SOLIZ: My mom and I rushed over there. And when I saw that front door was open, I knew. I knew. I'll never forget walking into that family room, and I could see your dad laying there. And, of course, he was totally still. He died instantly.

PRATT: Then you came and got me, and I knew everything was going to be all right.

SOLIZ: You guys never lived again in your house.

PRATT: After his death, I was always frightened that whoever that was might try to come get us. She didn't really talk to me about him. If I brought him up, it would make her sad. She kept a photo album with all of the pictures of the assassination. And so I learned about him, basically, reading that.

SOLIZ: I wish she'd been able to talk to you about him, though...

PRATT: Me too.

SOLIZ: ...About his sense of humor, his astonishing singing voice...

PRATT: Right.

SOLIZ: And he was somebody who was quiet but had all the power in the room.

PRATT: I get sad, but I don't stay in that frame of mind because my parents didn't stay here long.

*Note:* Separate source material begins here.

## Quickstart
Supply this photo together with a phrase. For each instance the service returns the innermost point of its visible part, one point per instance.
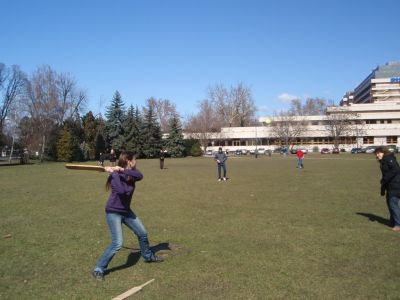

But while they were here, they did everything humanly possible to make this a better world before they left it.

SOLIZ: That's right.

(SOUNDBITE OF SNAKE OIL'S "BLACK BAND OF WATER")

MARTIN: That was Miriam Pratt and Jean Soliz remembering the assassination of Miriam's father, Edwin Pratt. The case of his assassination has never been officially closed. Their interview will be archived along with hundreds of thousands of others at the Library of Congress.